Possibly because they wish to attract more customers, and 4e Dark Sun did not manage to do that (or at least not as much as they were hoping)?
 

However, while I am a bit fuzzy-headed this morning, isn't it rather confusingly worded this week?

... (feat and skill quote) ...


I think this means that the functional game effects of feats and skills will be integrated into core class definition - (perhaps as class abilities?). Hence, the choose your "feats and skills" phase of charcter design would be eliminated. Thus, they are both removed and not-removed. Clear??

I'm not sure what it means. It sounded to me that what you said was what they wanted to do from a design perspective, but they had too much pushback on people wanting to use feats and skills to customize. So then they moved towards feats and skills stacking in some of those packages, but not "too much" because of power issues.

If I read that right, this is the first time I outright disagree with something he has said in the series of articles. That approach is doomed to failure, because it is trying to please too many audiences by meeting everyone halfway. "Have feats and skills that don't do much so that we can squeeze them in to balance but still let people customize their characters in ways that don't do much ..." I'm not seeing how that is viable.
 

Isn't the Dark Sun example the kind of power creep that is trivial to handle by doing a "Red Queen" on it? If the players hit too well, increase monster AC, if they do too much damage, increase HP, if they are too hard to hit, increase monster to-hit, etc. It's the most basic adjustment you can make...

Adjusting *all* parameters of an encounter is definitely within the DM:s powers.

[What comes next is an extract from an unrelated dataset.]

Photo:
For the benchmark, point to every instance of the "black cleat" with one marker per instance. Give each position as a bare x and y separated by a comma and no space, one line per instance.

Not necessarily. As described, a Dark Sun game could have higher to hit and damage rolls, but not higher defenses. That would make Dark Sun combat faster and more swingy than vanilla D&D combat. A designer could also adjust typical Dark Sun monsters to create nastier attacks with weaker defenses. (This could also create an interesting side effect - if everything is more fragile than damage becomes proportionately more useful than effects.) Just because two different sets of math are both balanced, doesn't mean that they generate the same results.

Anyway, the list of Dark Sun abilities included wild talents. Extra powers isn't just adding +2 to everything.

-KS
 

I believe also that it is a reference to the original Dark Sun setting where the characters started off more powerful to make up for the lethality of the setting.

I don't know if it is a good design idea but it is in keeping with the original version of the setting.
 

Oy, Mike is killin' me here.

The whole point to making a simple and streamlined core game would be the low threshold to entry for new players! *That* approach makes sense!

If the "standard" core game keeps the complexity of (say) 3rd edition, it'll just plain fail to grow the base.

It's much easier for advanced players to add complexity than it is for less experienced players to strip it out.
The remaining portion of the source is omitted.